山椒 益臣氏 モーレンカンプ・ふゆこさん

2009-05-30 04:30:10 | よしなしごと
 落語の「饅頭怖い」ではないが、ものはいってみるものである。
 5月19日付のこの欄に、山椒が好きなのだが鉢植えのものを何度買ってきても枯らしてしまって巧く育たないと泣き言を書いた。

http://pub.ne.jp/rokumon/?entry_id=2162702 
 
 書いた本人はそんなことは忘れてしまって、先般、名古屋で月一回行われる勉強会というかお話会に出ていたら、あの記事を読んでくれたHさんという女性が、自宅で採ったという山椒の小枝を沢山持ってきて下さった。
 これが本当の「驚き、桃の木、山椒の木」である。

 スーパーなどで売っているポリ袋に入れたそれとは違って、香りはすこぶるいい。おまけに、山椒は小粒でぴりりと辛いという可愛い実まで付いている。

 ところでこれをくれたHさんご夫妻、私と同じ岐阜のお住まいなのだが、岐阜の中心部を挟んでお宅は北東、私の家は南西と対角線上にある。従って、この山椒の枝は、Hさん宅から名古屋へ、そして名古屋から拙宅へと三角形の旅をしたことになる。

 

 写真で見るとさほど量は多くないが、最初もらったのはこの数倍はあった。
 お調子者の私は、頂いたのが嬉しくてそれを吹聴し、欲しい人にお裾分けをしたのだった。
 そればかりではない。
 
 この日の集まりは、やはり私がここに4月7日付で記した、わずか三年あまりの付き合いだったが同年齢ということもあり、それなりに濃密な関係であった伊藤益臣氏の死を悼み、彼を看とった方を招いてその晩年を聞く会でもあったのだ。

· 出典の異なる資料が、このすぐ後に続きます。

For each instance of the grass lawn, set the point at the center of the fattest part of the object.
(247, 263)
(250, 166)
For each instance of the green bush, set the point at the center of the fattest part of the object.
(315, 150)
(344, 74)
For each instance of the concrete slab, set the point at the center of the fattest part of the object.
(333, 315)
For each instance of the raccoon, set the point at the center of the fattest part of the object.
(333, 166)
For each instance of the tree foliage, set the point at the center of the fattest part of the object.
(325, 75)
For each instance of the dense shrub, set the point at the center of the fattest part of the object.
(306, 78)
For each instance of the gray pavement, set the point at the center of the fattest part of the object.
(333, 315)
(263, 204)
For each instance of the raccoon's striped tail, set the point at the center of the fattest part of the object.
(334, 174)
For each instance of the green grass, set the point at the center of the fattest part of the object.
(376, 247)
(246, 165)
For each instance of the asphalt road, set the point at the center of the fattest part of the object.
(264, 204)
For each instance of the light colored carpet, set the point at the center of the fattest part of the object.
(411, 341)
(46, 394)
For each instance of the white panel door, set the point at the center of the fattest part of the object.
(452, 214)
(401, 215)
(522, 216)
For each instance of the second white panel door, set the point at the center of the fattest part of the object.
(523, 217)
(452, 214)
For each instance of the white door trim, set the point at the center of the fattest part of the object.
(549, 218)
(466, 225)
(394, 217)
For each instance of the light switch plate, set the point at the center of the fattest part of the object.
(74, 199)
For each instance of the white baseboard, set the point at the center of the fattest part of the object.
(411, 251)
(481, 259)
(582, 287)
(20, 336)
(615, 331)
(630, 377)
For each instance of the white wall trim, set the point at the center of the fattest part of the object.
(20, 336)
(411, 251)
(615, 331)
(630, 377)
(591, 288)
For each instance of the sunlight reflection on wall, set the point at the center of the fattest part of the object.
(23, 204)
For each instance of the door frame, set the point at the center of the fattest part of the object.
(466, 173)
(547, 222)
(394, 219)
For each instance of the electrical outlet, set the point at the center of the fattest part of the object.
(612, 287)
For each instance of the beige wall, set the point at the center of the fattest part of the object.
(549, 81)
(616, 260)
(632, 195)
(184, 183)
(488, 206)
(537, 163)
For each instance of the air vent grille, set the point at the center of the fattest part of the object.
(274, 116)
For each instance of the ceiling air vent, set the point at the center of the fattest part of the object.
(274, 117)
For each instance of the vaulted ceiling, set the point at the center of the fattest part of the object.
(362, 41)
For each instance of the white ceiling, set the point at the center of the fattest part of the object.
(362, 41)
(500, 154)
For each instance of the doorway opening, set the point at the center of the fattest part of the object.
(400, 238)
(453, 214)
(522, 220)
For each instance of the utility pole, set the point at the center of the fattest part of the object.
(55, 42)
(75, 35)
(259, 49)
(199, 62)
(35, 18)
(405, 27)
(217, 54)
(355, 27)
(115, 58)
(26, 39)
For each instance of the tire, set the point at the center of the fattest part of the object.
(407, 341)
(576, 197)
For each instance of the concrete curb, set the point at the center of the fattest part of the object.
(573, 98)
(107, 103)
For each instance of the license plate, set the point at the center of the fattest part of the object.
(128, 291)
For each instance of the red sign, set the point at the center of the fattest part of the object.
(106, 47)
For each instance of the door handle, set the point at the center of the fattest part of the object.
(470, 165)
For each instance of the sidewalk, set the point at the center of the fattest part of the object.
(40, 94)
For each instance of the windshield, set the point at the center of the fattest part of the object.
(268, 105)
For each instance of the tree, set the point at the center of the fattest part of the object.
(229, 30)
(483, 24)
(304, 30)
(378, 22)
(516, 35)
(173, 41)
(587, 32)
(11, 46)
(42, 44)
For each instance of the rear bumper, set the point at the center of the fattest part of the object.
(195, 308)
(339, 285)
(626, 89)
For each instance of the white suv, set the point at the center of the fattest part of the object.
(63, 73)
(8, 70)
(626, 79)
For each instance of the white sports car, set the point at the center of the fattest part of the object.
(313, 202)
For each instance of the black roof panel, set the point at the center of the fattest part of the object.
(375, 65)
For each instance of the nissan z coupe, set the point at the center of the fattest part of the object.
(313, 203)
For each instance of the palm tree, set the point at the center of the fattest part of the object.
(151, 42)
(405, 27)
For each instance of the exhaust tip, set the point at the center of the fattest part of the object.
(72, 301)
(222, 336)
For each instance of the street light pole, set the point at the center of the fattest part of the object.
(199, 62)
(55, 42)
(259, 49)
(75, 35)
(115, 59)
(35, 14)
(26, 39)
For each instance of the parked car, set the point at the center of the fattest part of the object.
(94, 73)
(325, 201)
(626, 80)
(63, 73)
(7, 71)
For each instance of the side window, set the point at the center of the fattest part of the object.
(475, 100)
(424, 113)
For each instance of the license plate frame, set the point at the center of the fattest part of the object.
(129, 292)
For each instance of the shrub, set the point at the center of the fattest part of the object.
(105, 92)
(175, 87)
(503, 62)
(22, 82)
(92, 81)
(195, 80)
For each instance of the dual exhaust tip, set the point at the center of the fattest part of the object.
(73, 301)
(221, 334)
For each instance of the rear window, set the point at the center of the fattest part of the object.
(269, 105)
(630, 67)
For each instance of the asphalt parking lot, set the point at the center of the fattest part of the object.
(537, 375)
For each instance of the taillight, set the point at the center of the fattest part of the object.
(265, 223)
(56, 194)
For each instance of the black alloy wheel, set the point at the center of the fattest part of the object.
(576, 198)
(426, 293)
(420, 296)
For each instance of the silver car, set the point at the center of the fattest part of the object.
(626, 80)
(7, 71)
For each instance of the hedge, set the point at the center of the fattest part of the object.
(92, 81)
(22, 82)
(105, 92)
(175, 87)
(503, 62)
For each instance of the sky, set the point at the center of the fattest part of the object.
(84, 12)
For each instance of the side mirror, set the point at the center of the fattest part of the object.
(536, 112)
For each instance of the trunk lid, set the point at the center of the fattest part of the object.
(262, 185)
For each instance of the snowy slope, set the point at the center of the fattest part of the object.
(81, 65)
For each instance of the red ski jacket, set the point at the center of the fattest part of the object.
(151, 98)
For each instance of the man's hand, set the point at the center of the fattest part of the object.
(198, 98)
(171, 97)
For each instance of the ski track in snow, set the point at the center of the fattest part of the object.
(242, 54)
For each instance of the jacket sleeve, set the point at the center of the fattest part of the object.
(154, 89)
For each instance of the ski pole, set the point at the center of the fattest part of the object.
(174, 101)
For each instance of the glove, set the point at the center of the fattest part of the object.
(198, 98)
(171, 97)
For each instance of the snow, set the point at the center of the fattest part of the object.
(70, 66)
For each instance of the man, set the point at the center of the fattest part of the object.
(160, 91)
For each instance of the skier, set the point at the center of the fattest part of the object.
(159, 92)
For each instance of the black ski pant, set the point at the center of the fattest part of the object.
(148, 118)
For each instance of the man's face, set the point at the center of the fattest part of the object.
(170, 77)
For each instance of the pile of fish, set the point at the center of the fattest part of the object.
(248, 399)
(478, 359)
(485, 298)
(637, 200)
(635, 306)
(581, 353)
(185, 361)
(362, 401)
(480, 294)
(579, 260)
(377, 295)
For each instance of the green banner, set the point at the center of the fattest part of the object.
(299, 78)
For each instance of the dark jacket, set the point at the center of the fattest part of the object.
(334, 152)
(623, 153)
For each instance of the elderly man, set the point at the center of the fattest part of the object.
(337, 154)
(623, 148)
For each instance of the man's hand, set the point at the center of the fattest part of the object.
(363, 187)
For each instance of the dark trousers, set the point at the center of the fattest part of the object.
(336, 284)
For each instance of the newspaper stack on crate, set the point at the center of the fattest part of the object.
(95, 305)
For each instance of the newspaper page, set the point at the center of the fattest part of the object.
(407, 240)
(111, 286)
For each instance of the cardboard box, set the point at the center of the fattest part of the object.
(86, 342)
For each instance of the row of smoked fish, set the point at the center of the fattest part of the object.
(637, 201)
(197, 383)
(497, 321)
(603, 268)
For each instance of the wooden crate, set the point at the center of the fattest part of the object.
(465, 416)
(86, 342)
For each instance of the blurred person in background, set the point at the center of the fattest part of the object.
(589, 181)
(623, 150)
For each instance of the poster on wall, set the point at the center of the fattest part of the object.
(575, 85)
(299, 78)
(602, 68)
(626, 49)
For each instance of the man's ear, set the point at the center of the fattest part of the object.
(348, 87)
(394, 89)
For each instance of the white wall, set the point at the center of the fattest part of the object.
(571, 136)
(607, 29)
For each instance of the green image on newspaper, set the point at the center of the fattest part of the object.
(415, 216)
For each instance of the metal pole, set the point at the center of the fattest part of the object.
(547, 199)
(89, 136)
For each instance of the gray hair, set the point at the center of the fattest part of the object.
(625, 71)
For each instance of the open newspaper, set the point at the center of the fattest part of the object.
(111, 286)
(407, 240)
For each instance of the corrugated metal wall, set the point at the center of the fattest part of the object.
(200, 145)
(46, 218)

 http://pub.ne.jp/rokumon/?daily_id=20090407

 かの益臣氏と彼女の晩年が、充実し、互いに満たされたものであったことを聞き、死んでしまった益臣氏に嫉妬すら覚えた次第であった。
 で、なぜそれが山椒と関連するかは次のような経緯があったからである。

 定例の会が終わった後、益臣氏がかつてよくいっていた補習事業(2次会)も終了し、いつもなら散会なのだが、有志の間で益臣氏の行きつけのバーというかスナックを訪問しようという話がまとまった。
 筆頭のH氏(山椒をくれた人とは関係ない)をはじめ、Yさん、Kさん、そして私であった。
 実はこの店、益臣氏とほとんど初対面の折、「六さん、是非付き合って下さい」と彼に連れて行かれた店である。
 さすが、Mという企業とそのネットワーク内なのだろう、この店を訪れる後輩たちに対し、益臣氏は押しも押されぬ先輩面をしていた。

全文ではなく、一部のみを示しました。